Unconventional superconductivity induced by suppressing an iron-selenium based Mott insulator CsFe4-xSe4

TL;DR

Applying pressure suppresses the insulating state in CsFe4-xSe4, revealing unconventional superconductivity likely driven by correlated electron behavior and diluted Cooper pairing.

Contribution

This study demonstrates pressure-induced transition from insulator-like to superconducting state in CsFe4-xSe4, highlighting the role of strong correlations and spin dynamics.

Findings

Superconductivity appears at about 5.1 K under pressure.

Insulator-like behavior fits a variable-range-hopping model.

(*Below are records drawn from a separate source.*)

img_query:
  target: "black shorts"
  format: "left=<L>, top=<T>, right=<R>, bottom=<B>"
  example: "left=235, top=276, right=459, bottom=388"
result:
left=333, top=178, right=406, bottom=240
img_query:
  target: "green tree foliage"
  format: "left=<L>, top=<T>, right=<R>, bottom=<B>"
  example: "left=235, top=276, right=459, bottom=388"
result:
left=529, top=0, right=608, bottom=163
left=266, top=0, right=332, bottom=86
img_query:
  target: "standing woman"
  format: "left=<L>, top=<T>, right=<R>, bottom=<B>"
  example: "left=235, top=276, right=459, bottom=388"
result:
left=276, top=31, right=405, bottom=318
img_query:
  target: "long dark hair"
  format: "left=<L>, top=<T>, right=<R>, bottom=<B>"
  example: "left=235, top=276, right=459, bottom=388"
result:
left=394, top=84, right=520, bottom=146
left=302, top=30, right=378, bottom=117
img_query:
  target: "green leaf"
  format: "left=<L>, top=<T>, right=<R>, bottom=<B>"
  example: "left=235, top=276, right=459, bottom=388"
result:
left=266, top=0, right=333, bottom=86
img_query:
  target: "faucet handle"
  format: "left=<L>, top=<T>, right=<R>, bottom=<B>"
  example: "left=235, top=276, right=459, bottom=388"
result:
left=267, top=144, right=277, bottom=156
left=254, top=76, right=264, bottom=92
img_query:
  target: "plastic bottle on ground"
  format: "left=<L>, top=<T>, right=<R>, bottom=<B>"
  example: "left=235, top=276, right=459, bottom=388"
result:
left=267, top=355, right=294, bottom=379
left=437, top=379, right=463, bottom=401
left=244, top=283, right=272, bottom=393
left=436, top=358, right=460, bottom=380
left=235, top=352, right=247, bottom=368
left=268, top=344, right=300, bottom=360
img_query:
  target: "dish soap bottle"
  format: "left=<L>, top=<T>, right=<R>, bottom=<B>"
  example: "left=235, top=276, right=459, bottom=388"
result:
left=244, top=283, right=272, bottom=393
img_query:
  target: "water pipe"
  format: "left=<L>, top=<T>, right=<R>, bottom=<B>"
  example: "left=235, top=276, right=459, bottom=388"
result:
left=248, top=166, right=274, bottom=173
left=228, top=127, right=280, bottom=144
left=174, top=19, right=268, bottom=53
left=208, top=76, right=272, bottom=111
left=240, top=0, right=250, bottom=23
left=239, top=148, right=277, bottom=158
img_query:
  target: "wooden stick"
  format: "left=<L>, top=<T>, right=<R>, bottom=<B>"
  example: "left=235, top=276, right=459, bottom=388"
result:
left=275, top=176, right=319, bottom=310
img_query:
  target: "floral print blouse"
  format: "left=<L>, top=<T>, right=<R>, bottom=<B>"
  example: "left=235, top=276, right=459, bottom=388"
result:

Superfluid density is fragile, affected by magnetic field and current.

Abstract

There are several FeSe based superconductors, including the bulk FeSe, monolayer FeSe thin film, intercalated KxFe2-ySe2 and Li1-xFexOHFeSe, etc. Their normal states all show metallic behavior. The key player here is the FeSe layer which exhibits the highest superconducting transition temperature in the form of monolayer thin film. Recently a new FeSe based compound, CsFe4-xSe4 with the space group of Bmmm was found. Interestingly the system shows a strong insulator-like behavior although it shares the same FeSe planes as other relatives. Density functional theory calculations indicate that it should be a metal, in sharp contrast with the experimental observations. Here we report the emergence of unconventional superconductivity by applying pressure to suppress this insulator-like behavior. At ambient pressure, the insulator-like behavior cannot be modeled as a band insulator, but can be described by the variable-range-hopping model for correlated systems. Furthermore, the specific heat down to 400 mK has been measured and a significant residual coefficient gamma_0=C/T|T->0 is observed, which contrasts the insulator-like state and suggests some quantum freedom of spin dynamics. By applying pressure the insulator-like behavior is gradually suppressed and the system becomes a metal, finally superconductivity is achieved at about 5.1 K. The superconducting transition strongly depends on magnetic field and applied current, indicating a fragile superfluid density. Our results suggest that the superconductivity is established by diluted Cooper pairs on top of a strong correlation background in CsFe4-xSe4.